Cross multiplication is a straightforward method useful for solving equations where variables appear in fractions. In our example, we first rewrite the original equation so that both sides are fractions:

• The left side becomes \( \frac{2x + 25x}{5} \) and the right side is \( \frac{4}{3} \).

From there, we can cross multiply, meaning we multiply the numerator of one side by the denominator of the other:

• Multiply 3 by \( (2x + 25x) \) and 4 by 5.
• This leads to the equation \( 3(27x) = 20 \).

Finally, solve the resulting equation to find \( x \). Cross multiplication is revered for being clear and structured, which minimizes errors.
This method is particularly helpful when dealing with proportion equations, as it allows us to handle fractions efficiently.

Simplification in algebra is all about transforming equations into simpler forms for easier understanding and solving. In our specific problem, simplification involves a few key steps:Start by rewriting each term or part of the equation in such a form that you can easily manipulate. Initially, \( \frac{2x}{5} \) was simplified to \( 0.4x \) to make computations friendlier.

• You then add like terms; combining \( 0.4x \) with \( 5x \) gives \( 5.4x \).
• The equation becomes much easier to solve after this step.

The core aspect of simplification is to make the equation as straightforward as possible without changing its meaning. This often involves combining like terms, factoring, or expanding algebraic expressions.
Simplification is fundamental since working with simpler forms helps avoid common errors and streamlines the problem-solving process.

Linear equations are those in which variables appear to the power of one. Solving them is a fundamental skill in algebra. In our exercise, after simplification, a single linear equation is set:

• \( 5.4x = \frac{4}{3} \)

To solve for \( x \), the coefficient of \( x \) must be isolated.
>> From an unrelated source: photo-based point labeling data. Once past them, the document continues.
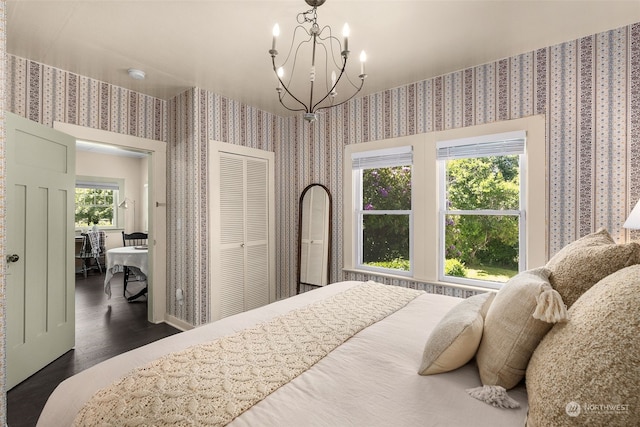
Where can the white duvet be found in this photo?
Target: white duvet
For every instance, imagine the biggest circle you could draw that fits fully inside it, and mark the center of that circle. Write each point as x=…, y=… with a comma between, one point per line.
x=370, y=380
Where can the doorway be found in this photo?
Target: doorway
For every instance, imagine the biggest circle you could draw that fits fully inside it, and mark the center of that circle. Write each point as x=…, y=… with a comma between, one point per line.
x=156, y=205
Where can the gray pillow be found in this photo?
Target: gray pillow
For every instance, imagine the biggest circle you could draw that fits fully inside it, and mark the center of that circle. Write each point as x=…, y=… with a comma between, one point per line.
x=592, y=360
x=511, y=332
x=583, y=263
x=456, y=337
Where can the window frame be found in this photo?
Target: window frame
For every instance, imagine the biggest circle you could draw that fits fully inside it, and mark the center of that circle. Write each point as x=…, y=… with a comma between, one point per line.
x=378, y=159
x=83, y=181
x=482, y=146
x=425, y=180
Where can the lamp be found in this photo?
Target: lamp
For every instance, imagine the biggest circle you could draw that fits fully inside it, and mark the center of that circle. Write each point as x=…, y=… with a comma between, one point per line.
x=329, y=75
x=633, y=220
x=125, y=205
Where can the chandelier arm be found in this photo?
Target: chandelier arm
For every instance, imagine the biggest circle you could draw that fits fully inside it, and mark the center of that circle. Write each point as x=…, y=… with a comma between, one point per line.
x=344, y=65
x=348, y=99
x=293, y=41
x=306, y=109
x=330, y=38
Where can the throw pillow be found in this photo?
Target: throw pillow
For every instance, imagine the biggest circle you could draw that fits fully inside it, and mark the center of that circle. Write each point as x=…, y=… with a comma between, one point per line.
x=587, y=371
x=511, y=332
x=456, y=337
x=583, y=263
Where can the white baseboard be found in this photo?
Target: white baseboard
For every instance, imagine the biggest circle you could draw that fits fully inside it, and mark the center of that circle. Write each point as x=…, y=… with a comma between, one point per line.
x=177, y=323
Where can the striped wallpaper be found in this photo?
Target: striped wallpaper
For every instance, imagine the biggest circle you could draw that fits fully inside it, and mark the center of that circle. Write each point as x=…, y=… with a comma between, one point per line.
x=3, y=236
x=587, y=89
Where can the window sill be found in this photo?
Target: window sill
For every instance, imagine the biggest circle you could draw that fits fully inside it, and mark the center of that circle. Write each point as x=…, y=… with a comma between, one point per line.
x=415, y=279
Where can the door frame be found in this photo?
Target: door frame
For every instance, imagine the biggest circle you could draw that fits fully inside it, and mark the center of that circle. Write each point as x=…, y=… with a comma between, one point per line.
x=157, y=150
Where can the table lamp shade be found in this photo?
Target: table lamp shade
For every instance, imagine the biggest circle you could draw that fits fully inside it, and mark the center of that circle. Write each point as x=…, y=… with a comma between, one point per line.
x=633, y=220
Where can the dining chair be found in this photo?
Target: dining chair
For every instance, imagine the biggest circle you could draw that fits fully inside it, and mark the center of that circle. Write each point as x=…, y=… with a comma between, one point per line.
x=136, y=238
x=93, y=248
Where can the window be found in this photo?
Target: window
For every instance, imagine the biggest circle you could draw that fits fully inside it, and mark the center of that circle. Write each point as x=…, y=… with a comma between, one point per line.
x=383, y=214
x=96, y=202
x=481, y=215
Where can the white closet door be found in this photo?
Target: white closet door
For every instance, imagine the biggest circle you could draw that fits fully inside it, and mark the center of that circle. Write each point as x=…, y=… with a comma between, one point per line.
x=232, y=232
x=257, y=243
x=242, y=275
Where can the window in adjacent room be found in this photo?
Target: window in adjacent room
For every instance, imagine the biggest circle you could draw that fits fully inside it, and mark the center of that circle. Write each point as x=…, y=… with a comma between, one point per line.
x=482, y=213
x=96, y=202
x=383, y=214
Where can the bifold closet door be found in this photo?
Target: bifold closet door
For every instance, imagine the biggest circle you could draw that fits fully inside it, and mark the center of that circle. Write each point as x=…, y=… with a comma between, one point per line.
x=242, y=277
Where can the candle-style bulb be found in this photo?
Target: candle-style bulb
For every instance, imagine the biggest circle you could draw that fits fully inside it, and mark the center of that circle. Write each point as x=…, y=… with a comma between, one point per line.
x=345, y=33
x=276, y=33
x=363, y=59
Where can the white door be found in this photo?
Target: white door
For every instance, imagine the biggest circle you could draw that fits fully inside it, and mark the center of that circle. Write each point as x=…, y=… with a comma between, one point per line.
x=242, y=225
x=40, y=287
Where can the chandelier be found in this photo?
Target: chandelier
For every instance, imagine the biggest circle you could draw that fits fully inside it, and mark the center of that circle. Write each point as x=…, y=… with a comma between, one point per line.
x=328, y=60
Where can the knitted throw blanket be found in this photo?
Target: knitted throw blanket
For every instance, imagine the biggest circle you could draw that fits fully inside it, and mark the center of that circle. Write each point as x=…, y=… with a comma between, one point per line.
x=212, y=383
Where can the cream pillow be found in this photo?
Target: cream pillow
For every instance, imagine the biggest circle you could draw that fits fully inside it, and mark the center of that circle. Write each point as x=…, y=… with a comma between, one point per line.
x=583, y=263
x=592, y=360
x=511, y=333
x=456, y=337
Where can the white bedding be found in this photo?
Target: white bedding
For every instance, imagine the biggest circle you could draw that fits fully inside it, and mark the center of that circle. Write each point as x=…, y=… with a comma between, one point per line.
x=370, y=380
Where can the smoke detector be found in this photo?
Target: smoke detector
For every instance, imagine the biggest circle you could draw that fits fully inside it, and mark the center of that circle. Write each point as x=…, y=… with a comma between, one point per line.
x=136, y=74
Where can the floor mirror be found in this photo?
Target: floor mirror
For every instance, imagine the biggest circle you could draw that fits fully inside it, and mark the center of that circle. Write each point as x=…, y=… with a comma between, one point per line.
x=314, y=237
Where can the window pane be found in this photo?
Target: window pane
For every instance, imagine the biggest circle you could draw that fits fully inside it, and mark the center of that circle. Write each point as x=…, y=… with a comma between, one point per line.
x=94, y=206
x=483, y=183
x=386, y=188
x=386, y=241
x=483, y=247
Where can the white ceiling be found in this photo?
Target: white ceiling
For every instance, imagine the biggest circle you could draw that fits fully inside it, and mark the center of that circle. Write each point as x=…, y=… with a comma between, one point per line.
x=222, y=46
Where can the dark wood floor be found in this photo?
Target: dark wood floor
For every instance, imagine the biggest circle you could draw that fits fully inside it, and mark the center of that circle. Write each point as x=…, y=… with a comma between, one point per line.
x=104, y=328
This usually means performing operations like addition, subtraction, multiplication, or division on both sides of the equation:

• Divide both sides by 5.4 to isolate \( x \).
• This gives \( x = \frac{4}{16.2} \).

The beauty of solving linear equations lies in their straightforward nature and the universal methods applicable to them. Whether setting fractions equal through cross multiplication or simplifying step by step, linear equations follow a consistent pattern, aiding learners in developing a structured approach to problem-solving.